The fastening feature of the Linkage program is at bit of a kludge. Or maybe not. But it is weird in my mind. The user can create a mechanism and then draw some things on the drawing layer. These drawing elements are very simplistic and still get the job done for adding annotation to a machine. Where things got a little weird is when I added the fasten feature so that a drawing element could be attached to a mechanism element. Hmmm, why didn’t I use the word “attach” for this? Probably because implied something more sinister than merely moving one thing when another moves.
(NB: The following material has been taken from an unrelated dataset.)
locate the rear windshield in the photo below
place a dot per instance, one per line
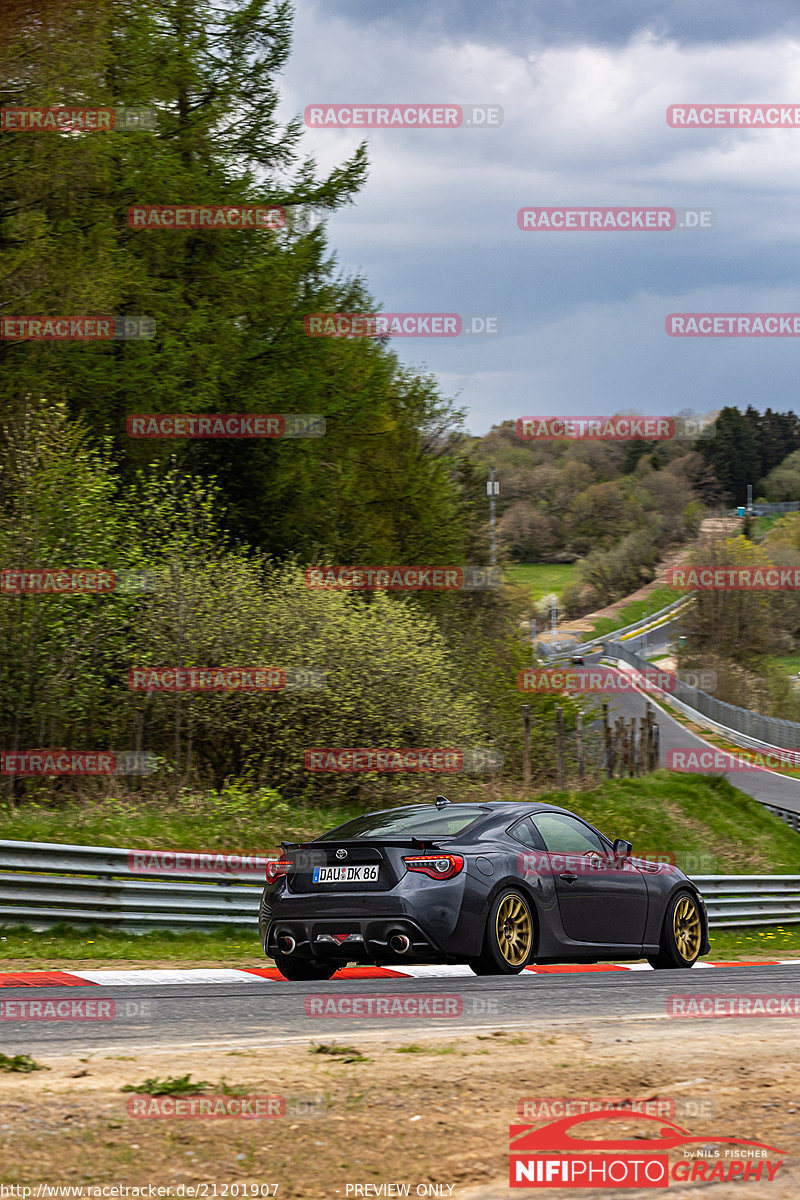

The big flaw that I had in the fasten feature was that the “unfasten” action was not consistent with the “split” action. When a connector connects two links, they can be disconnected from each other using the split feature. To unfasten, a user would simply select the items to unfasten and then fasten them… to nothing. Yep, it’s just not consistent.

Gears

image

The gear above (the dotted circle) is rotating around connector B, as is link 2. But link 2 is not going to get moved because of that connection; only rotating input anchors cause all links to rotate around them. Since I might want to have the gear and the link to move together, I decided to use the fasten feature for this too (in addition to using it for drawing elements). It’s makes things more complicated, but I can’t figure out a simpler way to do this. I could have let users add more connectors to gears, since they are just links with a special “gear” property about them, but that is too restrictive and would make two gears fastened to a link too difficult to design.

Unfasten

Now that I use the fasten feature to fasten gears to links in the same way that drawing elements can be fastened to links, I will be adding an Unfasten button. This will greatly simplify the task of unfastening things.

I will also be adding some fasten information to the properties box so that the fastening can be “seen” somewhere. Right now, it’s invisible.